Capítulo 823: Extremadamente raro
—¿De quién estamos esperando buenas noticias? —preguntó Wang Xia, mordiéndose el labio.
"Son los de arriba. Pero supongo que esta vez se quedará en nada. Al fin y al cabo, es solo por un bar Paradise, y los de arriba no armarán un escándalo. Además, no quiero causar tal revuelo. Solo soy un estudiante de primer año. Iré tranquilamente a la universidad en mi segundo y tercer año. ¡Qué días tan brillantes y despreocupados!" Li Yang tarareó con satisfacción, mientras el sonido de las palmadas resonaba en la habitación.

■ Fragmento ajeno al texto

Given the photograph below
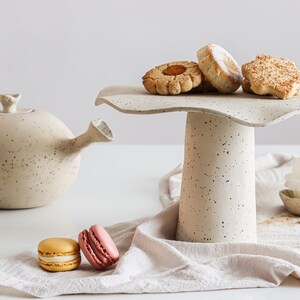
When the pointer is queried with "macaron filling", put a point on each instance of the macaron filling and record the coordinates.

Permanecieron abrazados en la habitación hasta la tarde. El hotel les proporcionó la comida, y los dos, como recién casados, retozaron y jugaron juntos, demostrando un amor de lo más dulce.
"¿Qué te parece si me encargo del asunto de Gou Liqun?", le dijo Li Yang a Wang Xia.
"¿De verdad quieres involucrarte?" Wang Xia miró a Li Yang con sus grandes y tranquilos ojos, con un brillo misterioso en ellos.
“¡Sí, quiero participar!”, le respondió Li Yang sin dudarlo.
«Puedes interferir, puedes entregármelo, solo quiero cinco millones. Ni más ni menos. ¡Jamás permitiré que ese bastardo se salga con la suya!», se burló Wang Xia. Gou Liqun era el padrastro de Tao Hua y Tao Ye, un falso magnate, una bestia hipócrita, una bestia con piel de cordero.
"De acuerdo. No hay problema, yo tomaré la decisión. ¡Puedes pedirme los cinco millones!" Li Yang se dio una palmada en sus redondas nalgas, que temblaban y se veían muy tentadoras.
—No es que te esté faltando al respeto, solo tengo miedo de que te dejes cegar por la belleza y termines dejando escapar a ese desvergonzado —dijo Wang Xia, acariciando el pecho de Li Yang—. ¡Qué músculos tan fuertes!
Li Yang comprendió los sentimientos de Wang Xia, así que no tuvo otros pensamientos ni se enfadó. En cambio, la consoló diciéndole: «No, no le des tantas vueltas. Estoy muy agradecido de que hayas aceptado que me involucrara, e incluso de que hayas pedido cinco millones. Si no hubieras pedido ni un céntimo, me habría sentido muy culpable y disgustado».
"¿Qué, no quieres mi dinero ni mis beneficios?" Wang Xia se enfureció de repente, y su mirada se volvió fría.
"No, es porque siento que te debo mucho. No te he contactado ni he pasado tiempo contigo en mucho tiempo, y sin embargo me he aprovechado de ti. Mi conciencia no me deja vivir con eso. No soy una bestia como Gou Liqun~" Li Yang miró a Wang Xia con seriedad y firmeza.